Nunca fui consciente de lo que significaban mis manos. Mi vida era el tiempo que transcurría en el colegio y en casa entre operación y operación. Creo que fueron unas ocho operaciones en total desde que nací hasta que cumplí ocho años. Nunca me sentí distinto, nunca eché de menos tener más dedos, nunca envidié a los que tenían todos los dedos, porque yo tenía unas manos especiales, sobre todo la derecha. Tenía una mano con la que podía hacer la sombra de un perro enfadado sin mayor trabajo que doblar un dedo o, mejor dicho “el dedo” que era el único que podía doblar. Siempre fui un poco la comidilla de los niños del cole y en cierto modo, cuando aún éramos tiernos e inocentes, era la envidia de algunos porque, claro, tenía una mano especial de la que yo contaba mil historias. Que si me la había comido un cocodrilo, que si me la había pillado con un ascensor, que un día me dio un bocado un león… Era una suerte de niño mágico que tenía una historia especial. Pero la vida no siempre es tan bonita y llegó la adolescencia.
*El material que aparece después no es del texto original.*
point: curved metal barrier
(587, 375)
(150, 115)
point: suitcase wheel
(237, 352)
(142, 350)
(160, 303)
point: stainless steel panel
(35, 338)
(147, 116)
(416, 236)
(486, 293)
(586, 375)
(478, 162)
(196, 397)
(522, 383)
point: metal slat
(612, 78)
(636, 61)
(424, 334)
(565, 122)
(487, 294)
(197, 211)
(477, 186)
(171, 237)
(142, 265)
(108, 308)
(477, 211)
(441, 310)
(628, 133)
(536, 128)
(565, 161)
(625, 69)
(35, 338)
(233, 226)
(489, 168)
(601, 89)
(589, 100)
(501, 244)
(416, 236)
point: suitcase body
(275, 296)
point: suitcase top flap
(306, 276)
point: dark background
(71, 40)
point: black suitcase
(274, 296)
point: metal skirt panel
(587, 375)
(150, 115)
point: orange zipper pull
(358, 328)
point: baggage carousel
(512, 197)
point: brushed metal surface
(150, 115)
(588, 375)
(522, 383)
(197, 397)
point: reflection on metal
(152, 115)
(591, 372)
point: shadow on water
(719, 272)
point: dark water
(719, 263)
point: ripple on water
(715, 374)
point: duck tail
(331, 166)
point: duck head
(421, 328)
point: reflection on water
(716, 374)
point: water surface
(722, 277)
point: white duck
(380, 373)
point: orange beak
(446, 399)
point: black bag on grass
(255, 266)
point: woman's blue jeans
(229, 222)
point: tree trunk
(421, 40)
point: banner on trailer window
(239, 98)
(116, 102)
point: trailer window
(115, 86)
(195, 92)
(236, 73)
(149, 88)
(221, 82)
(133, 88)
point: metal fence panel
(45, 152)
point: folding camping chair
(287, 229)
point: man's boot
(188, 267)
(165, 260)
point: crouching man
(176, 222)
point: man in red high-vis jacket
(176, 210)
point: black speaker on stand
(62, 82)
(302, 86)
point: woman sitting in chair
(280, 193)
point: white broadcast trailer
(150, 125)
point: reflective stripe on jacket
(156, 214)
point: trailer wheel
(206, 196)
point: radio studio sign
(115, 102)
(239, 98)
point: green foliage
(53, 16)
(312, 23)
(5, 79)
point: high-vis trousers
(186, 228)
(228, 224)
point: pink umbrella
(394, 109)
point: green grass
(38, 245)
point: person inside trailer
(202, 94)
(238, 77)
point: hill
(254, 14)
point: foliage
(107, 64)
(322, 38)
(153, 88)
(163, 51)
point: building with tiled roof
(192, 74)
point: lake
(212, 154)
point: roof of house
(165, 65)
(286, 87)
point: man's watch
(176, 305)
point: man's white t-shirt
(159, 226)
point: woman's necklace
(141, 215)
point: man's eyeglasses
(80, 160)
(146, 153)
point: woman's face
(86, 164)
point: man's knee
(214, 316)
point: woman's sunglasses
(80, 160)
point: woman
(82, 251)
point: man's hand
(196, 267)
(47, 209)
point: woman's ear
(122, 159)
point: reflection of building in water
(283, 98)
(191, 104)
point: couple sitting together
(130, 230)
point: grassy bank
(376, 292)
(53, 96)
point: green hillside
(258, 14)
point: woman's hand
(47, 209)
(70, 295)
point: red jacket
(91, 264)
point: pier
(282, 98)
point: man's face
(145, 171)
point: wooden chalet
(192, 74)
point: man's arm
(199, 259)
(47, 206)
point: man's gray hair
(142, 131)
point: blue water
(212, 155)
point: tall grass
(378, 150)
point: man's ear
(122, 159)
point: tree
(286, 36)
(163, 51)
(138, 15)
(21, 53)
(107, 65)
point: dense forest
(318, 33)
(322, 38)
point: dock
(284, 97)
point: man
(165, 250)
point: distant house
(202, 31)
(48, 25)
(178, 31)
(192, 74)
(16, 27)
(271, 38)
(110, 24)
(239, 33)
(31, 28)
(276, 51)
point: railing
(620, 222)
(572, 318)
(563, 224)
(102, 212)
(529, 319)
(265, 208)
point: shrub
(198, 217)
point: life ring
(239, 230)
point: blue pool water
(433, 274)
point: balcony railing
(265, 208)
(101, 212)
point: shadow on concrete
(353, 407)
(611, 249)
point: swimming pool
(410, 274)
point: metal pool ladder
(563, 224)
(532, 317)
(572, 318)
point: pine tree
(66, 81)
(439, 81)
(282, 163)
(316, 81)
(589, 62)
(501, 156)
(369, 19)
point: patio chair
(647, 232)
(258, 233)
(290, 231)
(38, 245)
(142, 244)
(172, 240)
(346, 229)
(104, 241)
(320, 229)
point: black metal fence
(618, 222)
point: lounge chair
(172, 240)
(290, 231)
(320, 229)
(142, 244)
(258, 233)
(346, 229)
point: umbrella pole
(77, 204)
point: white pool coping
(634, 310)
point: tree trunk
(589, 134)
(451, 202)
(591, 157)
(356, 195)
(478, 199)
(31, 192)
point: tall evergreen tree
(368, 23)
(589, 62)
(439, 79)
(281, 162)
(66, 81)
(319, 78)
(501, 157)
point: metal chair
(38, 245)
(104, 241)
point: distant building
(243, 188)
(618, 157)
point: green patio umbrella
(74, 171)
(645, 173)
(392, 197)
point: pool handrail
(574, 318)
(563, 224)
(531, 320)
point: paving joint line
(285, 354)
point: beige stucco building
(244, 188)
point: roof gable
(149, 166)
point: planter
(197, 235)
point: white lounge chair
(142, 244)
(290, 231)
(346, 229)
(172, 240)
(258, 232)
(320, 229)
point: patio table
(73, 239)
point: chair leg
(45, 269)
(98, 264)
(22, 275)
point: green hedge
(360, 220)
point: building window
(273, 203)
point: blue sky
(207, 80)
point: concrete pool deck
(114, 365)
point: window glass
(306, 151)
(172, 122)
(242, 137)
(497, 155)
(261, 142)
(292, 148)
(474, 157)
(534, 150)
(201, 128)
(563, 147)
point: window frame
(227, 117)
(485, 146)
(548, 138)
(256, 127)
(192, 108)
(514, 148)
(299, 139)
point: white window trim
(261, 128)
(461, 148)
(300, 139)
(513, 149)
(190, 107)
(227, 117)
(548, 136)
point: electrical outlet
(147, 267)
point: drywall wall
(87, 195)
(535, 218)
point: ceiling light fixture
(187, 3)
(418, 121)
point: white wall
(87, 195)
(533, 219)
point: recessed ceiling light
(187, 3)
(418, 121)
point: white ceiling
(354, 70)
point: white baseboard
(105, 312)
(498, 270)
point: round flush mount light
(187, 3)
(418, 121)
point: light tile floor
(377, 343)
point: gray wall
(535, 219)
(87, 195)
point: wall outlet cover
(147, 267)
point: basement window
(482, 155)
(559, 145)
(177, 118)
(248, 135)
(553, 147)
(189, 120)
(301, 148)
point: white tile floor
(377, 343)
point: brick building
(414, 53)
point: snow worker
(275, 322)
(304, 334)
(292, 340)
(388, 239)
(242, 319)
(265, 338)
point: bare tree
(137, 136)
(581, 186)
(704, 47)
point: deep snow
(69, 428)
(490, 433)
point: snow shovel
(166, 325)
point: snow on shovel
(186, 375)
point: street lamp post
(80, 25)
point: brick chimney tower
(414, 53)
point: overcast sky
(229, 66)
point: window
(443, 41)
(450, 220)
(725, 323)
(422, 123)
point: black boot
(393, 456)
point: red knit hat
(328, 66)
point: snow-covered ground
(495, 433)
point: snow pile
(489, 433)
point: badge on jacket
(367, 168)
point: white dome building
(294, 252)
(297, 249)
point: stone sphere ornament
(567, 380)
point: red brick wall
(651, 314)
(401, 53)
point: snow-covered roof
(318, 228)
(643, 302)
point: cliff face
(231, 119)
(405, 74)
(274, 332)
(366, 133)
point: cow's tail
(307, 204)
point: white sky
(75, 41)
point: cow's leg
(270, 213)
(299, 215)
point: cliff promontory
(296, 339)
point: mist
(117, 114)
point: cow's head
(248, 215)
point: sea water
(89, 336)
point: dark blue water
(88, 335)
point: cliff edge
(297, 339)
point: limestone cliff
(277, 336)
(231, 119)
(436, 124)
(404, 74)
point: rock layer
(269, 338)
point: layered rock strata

Resulta curioso que muchas de las cosas por las que me han insultado a lo largo de mi periplo escolar hayan sido las que uno no esperaba. De siempre, para algunos, yo era el “cabezabuque” porque tenía la cabeza grande y en cierto modo se metían con mi forma de andar, pero yo no era muy consciente de lo que significaba aquello. Nunca me he sentido especialmente dolido por la gente que ha tratado de ridiculizarme. Eso sí, tenía un terrible complejo frente a las chicas. Pobre yo adolescente, si hubiera sabido lo que sé ahora de la vida. Pero volvamos a mis manos. Por ellas dejé el conservatorio, porque el profesor de violín que me iba a dar clase no quería tener un alumno como yo. Ponía un montón de excusas diciendo que yo no iba a ser capaz de sostener el arco debidamente. Por ellas acabé tocando en el coro del colegio, emperrado en aprender a tocar la flauta como los demás compañeros, porque pretendían que yo tocara otro instrumento.
Y uno va creciendo y cuanto más lo hace se va dando cuenta de dos cosas: que en el mundo hay gente maravillosa y gente muy mala. En cierto modo me sentía como Eduardo Manostijeras, cuando al principio de la película, detroza las manos que le había creado su “padre”. Me sentía algo así, un pequeño monstruo al que alguna gente le tenía cariño y otras lo consideraban algo horrendo y huían atemorizados.
En cierto modo mis manos servían como filtro primario para detectar ciertas cosas. Durante esos años aprendí a tocar la guitarra, a hacer fotos, a soldar cables, a realizar manualidades de precisión… Y me fui dando cuenta de lo importante que eran mis manos. Con ellas aprendí a acunar a mi hermana, a abrazar a los amigos, a acariciar, a levantarme cuando me caí tantas y tantas veces, y aún lo sigo haciendo.
Mis manos son la extensión tangible de mi relación con el mundo. Puedo tocar, puedo sentir el mundo con mis manos. Y, sobre todo, muchas veces, durante la adolescencia me preguntaba cómo sería tener las manos como todo el mundo, me preguntaba por qué tenía que ser yo, por qué no era como los demás. Pero eso se me fue pasando y la verdad es que con el paso del tiempo he aprendido a valorar mucho lo que significan mis manos.